Freshman perspective on Spring rush: the good, the great, the GDIs

By Lucy Rudman and Sonia Gueye
Junior Editors

Spring rush is arguably one of the busiest times at Sewanee. With roughly 200 freshman girls and 80 freshman boys participating in the week-long process, the event ultimately boiled down to Shake Day.

On Shake Day, Saturday, January 26, the girls received their single bid, slipped under their doors at some point from 9:30-10:30. The boys, having picked up their bid offers Friday, January 25, shook the hand of the fraternity representative of their choosing, which indicated their choice of fraternity. With 10 sorority options, and 11 fraternity options, there was a fit for everyone on campus.

“I’ve always wanted to rush because I love the idea of sisterhood,” Anna-Hawkins Dulaney, (C’22) said, “I’m really excited to see how my sorority will play a role in my life here.”

The idea of belonging was similarly echoed in the boys’ sentiments.

“Rushing and being a part of a fraternity is a way to find a new group of brothers who will help you grow,” Christian Snead (C’22) said, “both throughout college and throughout life.”

However, this belonging comes only after a week of informational sessions and daunting house visits.
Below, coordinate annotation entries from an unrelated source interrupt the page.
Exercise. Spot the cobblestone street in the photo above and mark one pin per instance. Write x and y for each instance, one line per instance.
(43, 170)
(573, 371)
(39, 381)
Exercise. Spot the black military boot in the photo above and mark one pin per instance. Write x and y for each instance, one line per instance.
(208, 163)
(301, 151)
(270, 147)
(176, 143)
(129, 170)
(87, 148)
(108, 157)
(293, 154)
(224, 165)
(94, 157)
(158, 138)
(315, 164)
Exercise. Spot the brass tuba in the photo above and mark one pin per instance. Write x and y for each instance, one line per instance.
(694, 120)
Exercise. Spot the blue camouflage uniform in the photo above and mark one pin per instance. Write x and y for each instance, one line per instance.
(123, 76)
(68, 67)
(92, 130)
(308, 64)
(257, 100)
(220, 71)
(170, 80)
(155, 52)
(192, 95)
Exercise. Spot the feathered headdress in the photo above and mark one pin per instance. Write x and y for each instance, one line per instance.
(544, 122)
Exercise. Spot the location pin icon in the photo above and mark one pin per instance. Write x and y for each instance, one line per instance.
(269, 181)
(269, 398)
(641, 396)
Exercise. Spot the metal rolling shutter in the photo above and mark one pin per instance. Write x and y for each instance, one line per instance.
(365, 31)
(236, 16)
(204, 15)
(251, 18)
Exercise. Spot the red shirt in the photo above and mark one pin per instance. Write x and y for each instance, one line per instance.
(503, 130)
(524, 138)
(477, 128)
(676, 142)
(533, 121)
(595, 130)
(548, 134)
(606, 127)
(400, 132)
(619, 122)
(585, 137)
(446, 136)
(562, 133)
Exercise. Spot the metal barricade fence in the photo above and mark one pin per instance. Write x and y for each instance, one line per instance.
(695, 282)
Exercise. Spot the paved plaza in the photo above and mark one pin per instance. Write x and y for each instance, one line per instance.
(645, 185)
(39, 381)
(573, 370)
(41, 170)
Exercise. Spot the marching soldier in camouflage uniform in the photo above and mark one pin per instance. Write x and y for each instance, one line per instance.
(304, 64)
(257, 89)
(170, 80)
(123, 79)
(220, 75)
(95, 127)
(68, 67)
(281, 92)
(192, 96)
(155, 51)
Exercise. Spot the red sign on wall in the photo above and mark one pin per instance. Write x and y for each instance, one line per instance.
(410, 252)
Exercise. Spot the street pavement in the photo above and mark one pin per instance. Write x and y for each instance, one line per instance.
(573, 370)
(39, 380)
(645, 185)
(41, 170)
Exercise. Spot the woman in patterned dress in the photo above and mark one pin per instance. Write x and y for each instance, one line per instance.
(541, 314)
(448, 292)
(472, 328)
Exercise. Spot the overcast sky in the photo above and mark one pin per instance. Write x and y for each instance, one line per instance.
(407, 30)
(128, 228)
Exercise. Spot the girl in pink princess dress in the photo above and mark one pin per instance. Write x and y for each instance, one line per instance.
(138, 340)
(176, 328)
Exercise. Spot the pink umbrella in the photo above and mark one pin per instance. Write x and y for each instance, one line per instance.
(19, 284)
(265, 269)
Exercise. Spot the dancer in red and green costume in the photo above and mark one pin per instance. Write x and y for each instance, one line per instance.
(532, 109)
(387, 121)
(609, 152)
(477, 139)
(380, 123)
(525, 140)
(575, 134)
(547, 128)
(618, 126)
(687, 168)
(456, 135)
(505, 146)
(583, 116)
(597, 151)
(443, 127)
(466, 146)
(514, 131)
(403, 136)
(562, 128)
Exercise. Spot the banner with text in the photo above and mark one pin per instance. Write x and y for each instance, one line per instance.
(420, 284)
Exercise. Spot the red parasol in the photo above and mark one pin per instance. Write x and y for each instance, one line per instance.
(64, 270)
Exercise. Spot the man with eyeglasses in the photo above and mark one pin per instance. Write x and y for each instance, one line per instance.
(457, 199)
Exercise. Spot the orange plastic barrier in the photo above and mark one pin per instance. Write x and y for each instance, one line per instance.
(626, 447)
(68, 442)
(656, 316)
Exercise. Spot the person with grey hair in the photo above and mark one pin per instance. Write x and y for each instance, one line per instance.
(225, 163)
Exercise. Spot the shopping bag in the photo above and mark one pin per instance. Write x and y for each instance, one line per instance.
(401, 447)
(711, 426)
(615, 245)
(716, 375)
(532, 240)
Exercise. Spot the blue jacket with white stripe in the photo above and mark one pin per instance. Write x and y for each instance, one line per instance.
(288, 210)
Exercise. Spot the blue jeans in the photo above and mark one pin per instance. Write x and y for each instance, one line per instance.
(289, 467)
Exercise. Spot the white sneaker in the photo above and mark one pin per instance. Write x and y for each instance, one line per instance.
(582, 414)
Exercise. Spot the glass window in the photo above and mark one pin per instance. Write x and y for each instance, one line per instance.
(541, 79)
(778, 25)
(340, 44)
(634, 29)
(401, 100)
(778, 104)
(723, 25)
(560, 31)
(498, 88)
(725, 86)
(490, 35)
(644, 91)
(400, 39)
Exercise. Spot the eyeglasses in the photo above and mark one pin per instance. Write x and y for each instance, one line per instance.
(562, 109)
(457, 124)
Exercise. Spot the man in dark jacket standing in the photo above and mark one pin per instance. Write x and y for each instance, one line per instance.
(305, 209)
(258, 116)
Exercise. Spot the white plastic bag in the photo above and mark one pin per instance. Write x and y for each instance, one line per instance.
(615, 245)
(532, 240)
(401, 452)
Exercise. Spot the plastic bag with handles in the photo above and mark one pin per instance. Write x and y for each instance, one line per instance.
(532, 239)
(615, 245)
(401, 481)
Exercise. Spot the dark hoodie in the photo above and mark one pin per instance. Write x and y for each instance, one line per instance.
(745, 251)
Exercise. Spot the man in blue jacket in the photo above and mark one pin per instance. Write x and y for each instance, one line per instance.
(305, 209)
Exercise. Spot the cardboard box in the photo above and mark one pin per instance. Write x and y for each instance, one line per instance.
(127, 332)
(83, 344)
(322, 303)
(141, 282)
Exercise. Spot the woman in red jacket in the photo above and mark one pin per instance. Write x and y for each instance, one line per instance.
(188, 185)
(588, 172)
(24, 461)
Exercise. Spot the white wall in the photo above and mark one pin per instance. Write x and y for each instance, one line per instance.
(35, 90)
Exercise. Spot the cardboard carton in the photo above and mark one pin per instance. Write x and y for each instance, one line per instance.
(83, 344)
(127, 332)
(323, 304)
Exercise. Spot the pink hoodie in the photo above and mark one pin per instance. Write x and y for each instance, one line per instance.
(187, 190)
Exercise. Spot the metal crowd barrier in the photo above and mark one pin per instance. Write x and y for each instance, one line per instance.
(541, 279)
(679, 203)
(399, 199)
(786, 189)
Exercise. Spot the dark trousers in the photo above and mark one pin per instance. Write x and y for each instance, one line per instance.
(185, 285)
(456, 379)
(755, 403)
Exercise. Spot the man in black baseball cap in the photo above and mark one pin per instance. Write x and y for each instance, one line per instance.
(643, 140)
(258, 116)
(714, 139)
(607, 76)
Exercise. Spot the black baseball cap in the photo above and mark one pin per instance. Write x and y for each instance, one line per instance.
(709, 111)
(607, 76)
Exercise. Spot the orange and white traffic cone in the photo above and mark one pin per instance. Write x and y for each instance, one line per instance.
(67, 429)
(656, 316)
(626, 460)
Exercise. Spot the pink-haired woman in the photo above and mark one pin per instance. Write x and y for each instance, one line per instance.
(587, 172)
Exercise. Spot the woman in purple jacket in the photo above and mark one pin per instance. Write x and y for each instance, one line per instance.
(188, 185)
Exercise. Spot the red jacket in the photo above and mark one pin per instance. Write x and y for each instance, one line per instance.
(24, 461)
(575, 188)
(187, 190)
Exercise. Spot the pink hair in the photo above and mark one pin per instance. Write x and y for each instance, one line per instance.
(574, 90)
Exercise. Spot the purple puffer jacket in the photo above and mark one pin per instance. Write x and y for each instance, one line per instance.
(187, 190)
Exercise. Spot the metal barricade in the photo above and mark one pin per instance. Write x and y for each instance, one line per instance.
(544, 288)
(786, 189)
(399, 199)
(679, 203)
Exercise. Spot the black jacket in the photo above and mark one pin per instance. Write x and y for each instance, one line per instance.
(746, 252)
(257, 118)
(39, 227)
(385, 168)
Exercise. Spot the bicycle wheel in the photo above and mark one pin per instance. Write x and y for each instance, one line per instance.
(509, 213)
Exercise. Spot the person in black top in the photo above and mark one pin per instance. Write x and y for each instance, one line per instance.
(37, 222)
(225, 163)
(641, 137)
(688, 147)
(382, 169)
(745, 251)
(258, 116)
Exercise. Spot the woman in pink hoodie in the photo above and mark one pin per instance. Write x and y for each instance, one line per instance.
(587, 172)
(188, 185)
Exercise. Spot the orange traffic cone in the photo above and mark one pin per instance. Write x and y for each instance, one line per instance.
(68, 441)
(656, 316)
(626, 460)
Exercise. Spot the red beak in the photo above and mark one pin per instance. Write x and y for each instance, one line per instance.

Rushers had two three-hour house visit sessions, on the afternoon of January 20, and the other on the night of January 21, where every rusher had to attend every house of their respective gender once.

Additionally, “dirty rushing” and conversations with upperclassmen regarding rush rules, bids, or house preferences, could get a potential sister or brother expelled from their rushing class, a chance that many did not want to even consider.

“I was always super aware of the rules,” Delaney Wood (C’22) said, “I didn’t want to do anything to sacrifice my chance at rushing. It’s just too important to me.”

While it seems like the majority of campus, upperclassmen and first-years alike, is wrapped up in rush, there are people who chose to remain on the outside of the process.

“My answer to the question of whether I’m rushing or not usually merits the same set of reactions; people are surprised when I say no,” Jackson Harwell (C’22) said, “This, of course, is almost always followed by a second, more difficult question, ‘Why?’. The truth is, I didn’t rush because I didn’t want to, and there’s no bitterness in my saying that either.”

Ultimately, however, rushers and non-rushers alike, feel the effects of the week-long process, whether it’s the stress of squeezing in homework, or the acute awareness of lack of a role in the Greek community.

Harwell continued, “This Sewanee, the Sewanee that’s wrapped up in rush, where it feels like everyone except you is participating, it feels foreign to me. It feels like I’m just passing through.”